I think I’ve decided – the iPad just isn’t for me. I move around too much. I’m an on-the-go type of guy, and for that I’ve already found my two trusty devices – my 12″ netbook and my iPhone. Between the two, I have everything I need, but maybe that’s the problem with all of us techies, tech writers and early adopters, us serious content creators and code-o-philes, looking at and reviewing these new devices: they’re just not for us.
This post is part of a pro/con series written with ReadWriteWeb’s Marshall Kirkpatrick, who argues that he waited a year to buy an iPhone, and this time, he’s going to be first in line. Click here to read his counter-point article Life’s Too Short: I’m Getting an iPad Right Away.
The iPad is for that 75% to 85% of the rest of the population, the couch sitters and TV watchers, the full-time employees who don’t blog, code or anything of the sort. They watch videos, read articles, send quick notes to friends and family on Facebook, play some online Scrabble and call it a day. The iPad is for the average Internet user.
For me, the more technical, content creator type of user, the iPhone and netbook combination is where it’s at. On the go, the iPhone can handle quick microblogging, photos, chatting, location-based services, video, information retrieval and even very basic content creation and interaction, with things like the Facebook app. Unlike the netbook, it’s always on and readily available in my side pocket.

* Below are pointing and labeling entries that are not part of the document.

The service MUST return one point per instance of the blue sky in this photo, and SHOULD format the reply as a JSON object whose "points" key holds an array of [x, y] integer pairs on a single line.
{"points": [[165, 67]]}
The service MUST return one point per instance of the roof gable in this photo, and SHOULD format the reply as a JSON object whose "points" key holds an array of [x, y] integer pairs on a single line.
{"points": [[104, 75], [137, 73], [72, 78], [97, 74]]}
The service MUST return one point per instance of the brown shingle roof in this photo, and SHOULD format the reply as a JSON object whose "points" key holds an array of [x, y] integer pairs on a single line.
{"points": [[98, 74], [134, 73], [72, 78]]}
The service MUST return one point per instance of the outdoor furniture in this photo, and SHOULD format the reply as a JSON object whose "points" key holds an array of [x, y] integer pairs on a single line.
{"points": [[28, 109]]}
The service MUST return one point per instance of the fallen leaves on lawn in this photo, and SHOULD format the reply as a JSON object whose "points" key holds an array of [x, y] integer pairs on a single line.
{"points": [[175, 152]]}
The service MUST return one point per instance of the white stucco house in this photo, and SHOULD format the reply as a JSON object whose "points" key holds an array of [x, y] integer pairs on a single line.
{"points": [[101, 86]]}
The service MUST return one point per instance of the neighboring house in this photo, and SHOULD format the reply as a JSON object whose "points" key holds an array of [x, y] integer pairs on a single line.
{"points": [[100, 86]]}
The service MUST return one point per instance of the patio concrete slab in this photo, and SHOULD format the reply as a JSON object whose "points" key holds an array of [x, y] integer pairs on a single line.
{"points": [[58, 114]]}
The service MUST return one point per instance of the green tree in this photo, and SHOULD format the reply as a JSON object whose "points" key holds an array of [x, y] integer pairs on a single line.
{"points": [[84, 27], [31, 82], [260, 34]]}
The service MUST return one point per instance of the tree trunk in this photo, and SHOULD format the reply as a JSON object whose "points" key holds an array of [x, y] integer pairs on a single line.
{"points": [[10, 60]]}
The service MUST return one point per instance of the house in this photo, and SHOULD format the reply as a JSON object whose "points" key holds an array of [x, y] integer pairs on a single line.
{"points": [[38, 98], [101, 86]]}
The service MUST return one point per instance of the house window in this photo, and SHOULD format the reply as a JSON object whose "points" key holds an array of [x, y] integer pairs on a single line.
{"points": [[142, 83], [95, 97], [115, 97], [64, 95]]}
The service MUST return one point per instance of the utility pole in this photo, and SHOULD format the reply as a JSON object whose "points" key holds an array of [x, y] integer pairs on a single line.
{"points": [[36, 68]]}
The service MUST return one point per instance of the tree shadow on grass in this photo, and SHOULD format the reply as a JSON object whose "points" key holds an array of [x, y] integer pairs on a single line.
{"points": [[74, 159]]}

The netbook is the perfect compliment to the iPhone. It weighs three pounds, is about an inch thick at its widest point, and it has a few of my favorite, most used features – a mouse (with both a right and left button), a keyboard (nearly full-sized, even), a web cam (though I’m not personally big for being on camera) and multitasking. If I’m going to actually sit myself down and get on the Internet, I’m going to be doing five things at once, likely typing like a madman the whole while. I’m cutting and pasting, switching from one app to another, one tab to another, and editing photos along the way.
So my question becomes, where does the iPad fit into this equation? The answer for me is “nowhere”.
But I certainly don’t think that the answer is “nowhere” for all of us.
The iPad will make the perfect coffee table item, the ideal traveling media center and the great reading-on-the-train-to-work solution. It will be an always-on device that you reach for quickly, when you want to know a mid-conversation answer or you’re sitting around watching TV and want to visit the website that just popped on screen.
But, until it will compete with my netbook, as Steve Jobs so aptly pointed out it wasn’t going to do, it won’t be doing anything for me.